Special Needs Transportation

School Bus Driver Accused of Leaving Special-Needs Student on Bus

Nicole Schlosser
Posted on September 12, 2016
Tiffeny Beatrice Avery of California is charged with one count of felony child abuse for allegedly leaving a preschool student alone on a bus for an hour. Stock photo by John Horton
Tiffeny Beatrice Avery of California is charged with one count of felony child abuse for allegedly leaving a preschool student alone on a bus for an hour. Stock photo by John Horton

APPLE VALLEY, Calif. — A school bus driver here was arrested for allegedly leaving a preschool student with special needs alone on a bus for an hour.

On Aug. 23, the student was discovered to have been left on a bus at the end of the school day, according to a news release from Apple Valley Unified School District.

Another bus driver discovered the student, who was unharmed, approximately an hour after the bus route had ended. The child’s parents were immediately contacted and she was taken home. She is now back in school and using district transportation, according to the news release.

District officials said that they immediately contacted the San Bernardino County Sheriff’s Department and cooperated with an investigation into the incident. Full details were being determined pending the investigation.

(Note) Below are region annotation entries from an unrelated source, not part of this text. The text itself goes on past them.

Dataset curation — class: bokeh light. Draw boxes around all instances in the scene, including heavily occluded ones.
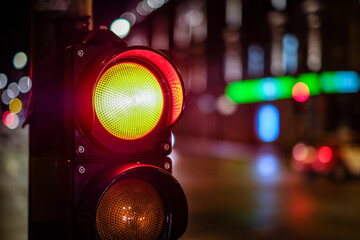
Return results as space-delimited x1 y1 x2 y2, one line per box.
318 146 333 163
1 89 14 105
0 73 7 89
292 82 310 102
110 18 130 38
120 12 136 26
8 82 19 98
147 0 165 8
171 132 175 147
13 52 28 69
2 111 20 129
292 143 308 161
9 98 22 114
256 104 280 142
18 76 32 93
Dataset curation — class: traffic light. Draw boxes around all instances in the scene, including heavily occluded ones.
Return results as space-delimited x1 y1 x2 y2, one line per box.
30 30 188 240
65 30 187 240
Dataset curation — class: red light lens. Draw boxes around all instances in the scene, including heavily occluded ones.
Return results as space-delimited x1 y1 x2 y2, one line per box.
93 62 164 140
318 146 333 163
96 178 166 240
114 49 184 125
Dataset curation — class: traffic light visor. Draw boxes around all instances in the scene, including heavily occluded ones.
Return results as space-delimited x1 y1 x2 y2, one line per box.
93 62 164 140
96 178 166 240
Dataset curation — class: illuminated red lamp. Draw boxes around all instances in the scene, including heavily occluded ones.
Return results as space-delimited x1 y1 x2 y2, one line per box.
76 47 184 153
292 82 310 102
317 146 333 163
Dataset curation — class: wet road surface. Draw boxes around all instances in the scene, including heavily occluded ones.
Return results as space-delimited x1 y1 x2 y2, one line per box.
0 130 360 240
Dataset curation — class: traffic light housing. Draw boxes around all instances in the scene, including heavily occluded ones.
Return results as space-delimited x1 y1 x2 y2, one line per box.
65 30 187 240
29 30 188 240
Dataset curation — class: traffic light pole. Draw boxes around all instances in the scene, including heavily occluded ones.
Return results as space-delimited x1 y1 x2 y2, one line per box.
28 0 92 239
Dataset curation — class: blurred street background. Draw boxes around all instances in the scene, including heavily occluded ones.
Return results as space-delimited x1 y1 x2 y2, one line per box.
0 0 360 240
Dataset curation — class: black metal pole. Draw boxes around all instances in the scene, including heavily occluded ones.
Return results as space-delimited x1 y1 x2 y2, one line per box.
28 0 92 240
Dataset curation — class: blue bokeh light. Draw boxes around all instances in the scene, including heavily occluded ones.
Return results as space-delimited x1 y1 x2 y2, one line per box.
256 104 280 142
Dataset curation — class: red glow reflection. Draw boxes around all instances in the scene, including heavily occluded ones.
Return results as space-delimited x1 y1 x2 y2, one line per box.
292 82 310 102
318 146 333 163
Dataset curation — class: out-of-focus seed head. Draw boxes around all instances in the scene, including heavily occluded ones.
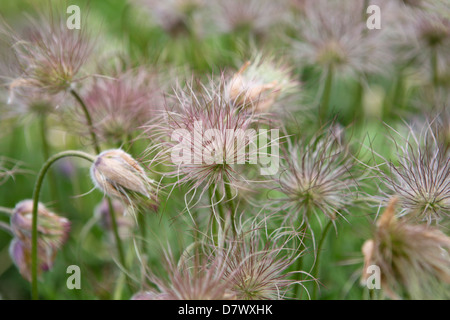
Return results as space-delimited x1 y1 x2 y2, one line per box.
91 149 157 208
133 0 205 36
226 56 298 113
11 200 70 250
207 0 288 36
362 198 450 299
292 0 390 74
9 238 56 281
377 124 450 224
2 5 92 97
80 67 163 144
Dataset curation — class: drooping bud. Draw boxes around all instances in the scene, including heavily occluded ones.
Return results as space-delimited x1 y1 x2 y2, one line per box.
11 200 70 250
91 149 157 206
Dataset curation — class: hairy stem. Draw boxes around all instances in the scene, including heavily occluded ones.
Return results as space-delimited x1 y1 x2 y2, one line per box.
224 181 237 236
311 220 333 300
31 150 95 300
70 89 100 154
39 115 59 208
319 66 333 123
70 89 129 294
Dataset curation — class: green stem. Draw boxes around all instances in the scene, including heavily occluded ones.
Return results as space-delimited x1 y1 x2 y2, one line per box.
431 49 439 88
352 81 364 121
70 89 129 292
295 256 303 300
311 220 333 300
31 150 95 300
40 115 59 206
137 211 147 254
319 66 333 123
224 181 237 236
70 89 100 154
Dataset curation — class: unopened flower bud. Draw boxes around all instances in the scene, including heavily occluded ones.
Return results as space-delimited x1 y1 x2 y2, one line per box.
91 149 156 205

A refresher training course was held the morning after the incident to reiterate the district’s transportation procedures, and further measures have been put into place to ensure that this does not happen again, according to the district.

“Words cannot express how dismayed we are that this occurred and how seriously we are taking this incident,” the news release stated. “The safety of our students is our top priority.”

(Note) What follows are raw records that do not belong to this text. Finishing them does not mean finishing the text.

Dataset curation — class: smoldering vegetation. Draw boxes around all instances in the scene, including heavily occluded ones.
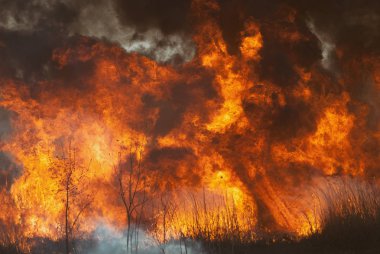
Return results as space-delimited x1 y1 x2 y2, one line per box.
0 0 380 254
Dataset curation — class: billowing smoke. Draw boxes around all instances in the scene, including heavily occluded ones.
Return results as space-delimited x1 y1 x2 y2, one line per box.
0 0 380 244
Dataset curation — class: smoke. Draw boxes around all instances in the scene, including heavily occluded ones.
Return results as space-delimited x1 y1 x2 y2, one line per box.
0 0 380 237
88 223 204 254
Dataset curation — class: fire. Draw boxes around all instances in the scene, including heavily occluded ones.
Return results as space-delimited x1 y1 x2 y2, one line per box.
0 0 380 250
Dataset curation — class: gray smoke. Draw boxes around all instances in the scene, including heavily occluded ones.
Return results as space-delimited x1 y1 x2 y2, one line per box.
89 223 205 254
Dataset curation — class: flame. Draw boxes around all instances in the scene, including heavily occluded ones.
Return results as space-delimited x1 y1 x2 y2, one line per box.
0 0 380 248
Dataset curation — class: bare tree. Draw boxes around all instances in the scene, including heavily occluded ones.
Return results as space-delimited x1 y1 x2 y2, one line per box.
52 144 92 254
115 146 147 253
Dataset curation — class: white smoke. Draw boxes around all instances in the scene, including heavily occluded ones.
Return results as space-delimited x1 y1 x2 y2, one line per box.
67 1 195 62
89 223 205 254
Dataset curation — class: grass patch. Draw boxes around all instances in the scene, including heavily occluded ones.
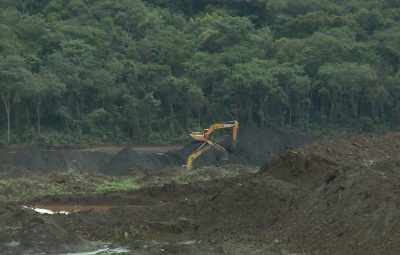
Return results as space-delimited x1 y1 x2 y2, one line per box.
0 170 141 204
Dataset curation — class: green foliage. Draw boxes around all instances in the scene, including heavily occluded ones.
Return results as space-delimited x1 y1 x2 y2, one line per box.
0 0 400 144
0 172 141 204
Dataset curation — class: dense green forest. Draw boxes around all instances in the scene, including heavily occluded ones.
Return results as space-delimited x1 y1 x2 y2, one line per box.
0 0 400 144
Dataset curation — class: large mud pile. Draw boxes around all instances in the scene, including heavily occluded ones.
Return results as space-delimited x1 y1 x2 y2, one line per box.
100 128 314 175
0 149 113 176
29 134 400 254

The bus driver, Tiffeny Beatrice Avery, has been placed on administrative leave. She has been charged with one count of felony child abuse, according to NBC4.

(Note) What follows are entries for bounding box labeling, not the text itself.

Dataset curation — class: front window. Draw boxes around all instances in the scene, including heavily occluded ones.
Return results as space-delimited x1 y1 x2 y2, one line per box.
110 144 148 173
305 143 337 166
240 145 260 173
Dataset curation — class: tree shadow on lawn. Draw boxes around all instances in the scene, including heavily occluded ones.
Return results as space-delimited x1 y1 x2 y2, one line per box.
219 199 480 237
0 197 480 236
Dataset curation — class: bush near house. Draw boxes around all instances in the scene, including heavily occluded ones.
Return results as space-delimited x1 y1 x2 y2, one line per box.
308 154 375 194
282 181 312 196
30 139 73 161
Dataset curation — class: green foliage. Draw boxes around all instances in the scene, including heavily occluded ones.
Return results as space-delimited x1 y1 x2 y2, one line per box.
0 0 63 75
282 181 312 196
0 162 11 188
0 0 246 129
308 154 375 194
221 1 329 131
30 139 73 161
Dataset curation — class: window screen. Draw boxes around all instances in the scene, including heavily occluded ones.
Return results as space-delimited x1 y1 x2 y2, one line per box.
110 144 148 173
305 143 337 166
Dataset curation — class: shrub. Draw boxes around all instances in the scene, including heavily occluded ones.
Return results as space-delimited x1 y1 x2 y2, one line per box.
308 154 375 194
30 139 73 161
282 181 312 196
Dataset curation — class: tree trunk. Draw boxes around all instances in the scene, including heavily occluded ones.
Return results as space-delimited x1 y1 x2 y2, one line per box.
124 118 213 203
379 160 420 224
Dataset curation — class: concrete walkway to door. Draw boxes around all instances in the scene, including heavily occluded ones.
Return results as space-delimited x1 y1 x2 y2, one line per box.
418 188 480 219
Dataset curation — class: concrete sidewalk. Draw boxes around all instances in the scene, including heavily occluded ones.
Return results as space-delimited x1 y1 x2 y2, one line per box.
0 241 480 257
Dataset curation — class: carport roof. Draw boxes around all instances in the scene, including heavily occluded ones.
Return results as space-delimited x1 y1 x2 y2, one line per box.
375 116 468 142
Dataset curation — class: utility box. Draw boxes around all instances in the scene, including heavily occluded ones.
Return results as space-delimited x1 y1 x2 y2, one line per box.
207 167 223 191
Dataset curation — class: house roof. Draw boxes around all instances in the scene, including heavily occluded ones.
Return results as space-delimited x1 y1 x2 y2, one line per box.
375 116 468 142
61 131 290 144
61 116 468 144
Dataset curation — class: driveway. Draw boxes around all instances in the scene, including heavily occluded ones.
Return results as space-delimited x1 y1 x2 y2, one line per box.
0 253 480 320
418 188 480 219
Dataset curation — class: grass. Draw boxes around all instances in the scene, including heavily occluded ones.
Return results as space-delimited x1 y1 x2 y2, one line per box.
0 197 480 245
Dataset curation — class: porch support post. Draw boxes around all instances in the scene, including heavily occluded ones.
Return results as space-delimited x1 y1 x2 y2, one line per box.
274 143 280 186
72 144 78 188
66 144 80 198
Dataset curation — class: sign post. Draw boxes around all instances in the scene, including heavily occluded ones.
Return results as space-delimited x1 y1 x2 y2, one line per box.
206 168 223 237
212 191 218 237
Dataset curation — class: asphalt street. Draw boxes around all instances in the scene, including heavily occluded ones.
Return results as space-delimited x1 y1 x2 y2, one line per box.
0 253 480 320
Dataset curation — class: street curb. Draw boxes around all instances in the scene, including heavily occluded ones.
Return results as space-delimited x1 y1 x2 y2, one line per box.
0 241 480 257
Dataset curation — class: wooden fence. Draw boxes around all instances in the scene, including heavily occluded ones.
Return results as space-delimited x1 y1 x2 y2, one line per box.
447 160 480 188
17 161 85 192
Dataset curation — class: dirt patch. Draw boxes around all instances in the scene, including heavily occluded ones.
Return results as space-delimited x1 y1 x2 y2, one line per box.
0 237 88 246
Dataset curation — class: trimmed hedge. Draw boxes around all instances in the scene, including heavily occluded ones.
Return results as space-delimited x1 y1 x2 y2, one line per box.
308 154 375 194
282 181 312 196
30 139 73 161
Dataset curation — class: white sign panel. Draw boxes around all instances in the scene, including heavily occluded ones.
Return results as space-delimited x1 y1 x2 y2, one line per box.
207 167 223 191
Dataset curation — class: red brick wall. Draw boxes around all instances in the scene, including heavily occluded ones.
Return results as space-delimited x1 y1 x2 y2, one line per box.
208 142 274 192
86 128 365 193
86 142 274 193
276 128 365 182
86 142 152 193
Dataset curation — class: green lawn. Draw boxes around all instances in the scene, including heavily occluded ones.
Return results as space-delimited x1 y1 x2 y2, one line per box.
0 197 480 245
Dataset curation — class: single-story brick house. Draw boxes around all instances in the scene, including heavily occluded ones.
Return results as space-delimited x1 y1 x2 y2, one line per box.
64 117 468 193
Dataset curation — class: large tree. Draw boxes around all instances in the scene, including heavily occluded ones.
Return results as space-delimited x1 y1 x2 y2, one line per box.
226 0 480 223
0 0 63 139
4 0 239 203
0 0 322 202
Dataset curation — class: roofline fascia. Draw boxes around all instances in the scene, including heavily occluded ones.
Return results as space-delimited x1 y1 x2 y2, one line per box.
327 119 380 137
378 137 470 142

The bus that the student was riding was dedicated to transporting special-needs students, and it was unclear why the student had not been taken to her home as all the other students were, according to the news source.

The incident occurred less than one year after a student with autism died after being left unattended on a school bus for several hours in Whittier, less than 90 miles away. The death of  Hun Joon (Paul) Lee spurred a bill, SB 1072, also known as the “Paul Lee School Bus Safety Law,” that would require school buses in the state to be equipped with child-check alarm systems. Gov. Jerry Brown has until Sept. 30 to take action on the bill.